A Great Model To Keep Up With

, , , , | Learning | March 23, 2020

(This happened to my sister who runs a dance studio that also offers aerobics, Zumba, and other workout classes. One of her longtime clients and friends is a model who tends to draw attention to herself due to her oversized breast implants. This happens when my sister is teaching a Tae Bo class which is about half first-timers. Ten minutes before class starts:)

New Girl #1: *points to the model* “Hey, slut, this isn’t the strippercise class. This is for people who actually want to exercise.”

Model: “I know what class this is; I signed up because it compliments my boxing lessons.”

New Girl #2: *sarcastically* “Sure, whatever you say. Just don’t complain if you get tired and can’t keep up; you look like you’re carrying a bit of extra weight.”

(The model just stares at them quietly. According to my sister, variants of this joke have been levied at said model at least a dozen times before.)

Sister: “All right, girls, let’s get to it! First break isn’t for forty-five minutes.”

(Both new girls are absolutely exhausted by break time; neither one of them looks like they can even stand.) 

Model: *feigning worry* “Oh, dear! You seem beat. But how can that possibly be?! I mean, I’m carrying so much more extra weight and I still feel fine.”
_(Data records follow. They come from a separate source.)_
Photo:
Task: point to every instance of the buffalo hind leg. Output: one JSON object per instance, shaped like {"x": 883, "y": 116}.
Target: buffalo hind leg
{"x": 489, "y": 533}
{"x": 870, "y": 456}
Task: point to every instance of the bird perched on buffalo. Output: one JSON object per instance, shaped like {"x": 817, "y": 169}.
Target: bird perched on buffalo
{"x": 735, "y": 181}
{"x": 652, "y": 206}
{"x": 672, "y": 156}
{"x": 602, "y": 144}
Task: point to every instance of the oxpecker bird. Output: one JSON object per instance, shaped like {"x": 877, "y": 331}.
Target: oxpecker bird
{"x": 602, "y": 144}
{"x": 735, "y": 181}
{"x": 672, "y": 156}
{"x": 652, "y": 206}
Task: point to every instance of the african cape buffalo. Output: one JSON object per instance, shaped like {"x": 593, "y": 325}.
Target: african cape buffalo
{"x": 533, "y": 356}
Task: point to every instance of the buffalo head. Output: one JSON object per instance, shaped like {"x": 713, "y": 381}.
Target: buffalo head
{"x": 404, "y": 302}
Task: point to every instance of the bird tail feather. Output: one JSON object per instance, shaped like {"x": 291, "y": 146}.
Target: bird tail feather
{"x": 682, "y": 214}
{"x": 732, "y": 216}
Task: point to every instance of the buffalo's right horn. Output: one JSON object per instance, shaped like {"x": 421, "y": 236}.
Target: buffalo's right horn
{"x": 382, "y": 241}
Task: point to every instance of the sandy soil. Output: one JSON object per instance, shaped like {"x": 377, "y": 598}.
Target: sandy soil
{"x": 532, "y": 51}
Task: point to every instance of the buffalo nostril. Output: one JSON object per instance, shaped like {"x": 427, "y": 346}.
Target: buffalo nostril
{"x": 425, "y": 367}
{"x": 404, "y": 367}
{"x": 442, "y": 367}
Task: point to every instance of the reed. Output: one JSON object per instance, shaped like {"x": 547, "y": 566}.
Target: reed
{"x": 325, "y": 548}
(Both girls just glowered at her and tried to get up to finish the class. They lasted about ten minutes into the second half before they finally couldn’t take it and ducked out early.)

Mini Candy, Major Brat

, , , , , | Right | March 20, 2020

(I work in a self-serve ice cream store where all of the toppings are out front for customers to reach. A mother and three daughters, ages six to sixteen, are pouring toppings into their bowls.)

Mom: “Now, girls, be careful and don’t make a mess, or you’ll be the ones cleaning it up!”

Sixteen-Year-Old: “Oh, I’m not going to be cleaning up anything. That’s not my job.” 

(She took a big spoonful of mini candy, looked me in the eyes, smirked, and dropped the candy onto the floor. The mother didn’t say a thing.)

Little Miss Entitlement

, , , , , | Right | March 20, 2020

(I’m sitting across from some not-so-nice customers. They have small children misbehaving. The youngest just chucked their plate of food down on the floor.)

Mom: “Oh. You. You!” *snapping at her waiter now*

Waiter: “Yes? My name’s [Waiter]. Oh, no, you dropped your plate!”

Mom: “No, she disagrees with the food. My child’s intelligent and gifted enough to know what she wants. This is a sign that your food is not to her taste and I demand a free meal for this poor treatment.”

Waiter: “I’m sorry?”

Mom: “Are you saying my child’s not an equally valued customer like the rest of us?! How rude! Does this establishment not value children?”

Waiter: “Um, I’m sorry about that. I’ll go run to the back and get this settled.”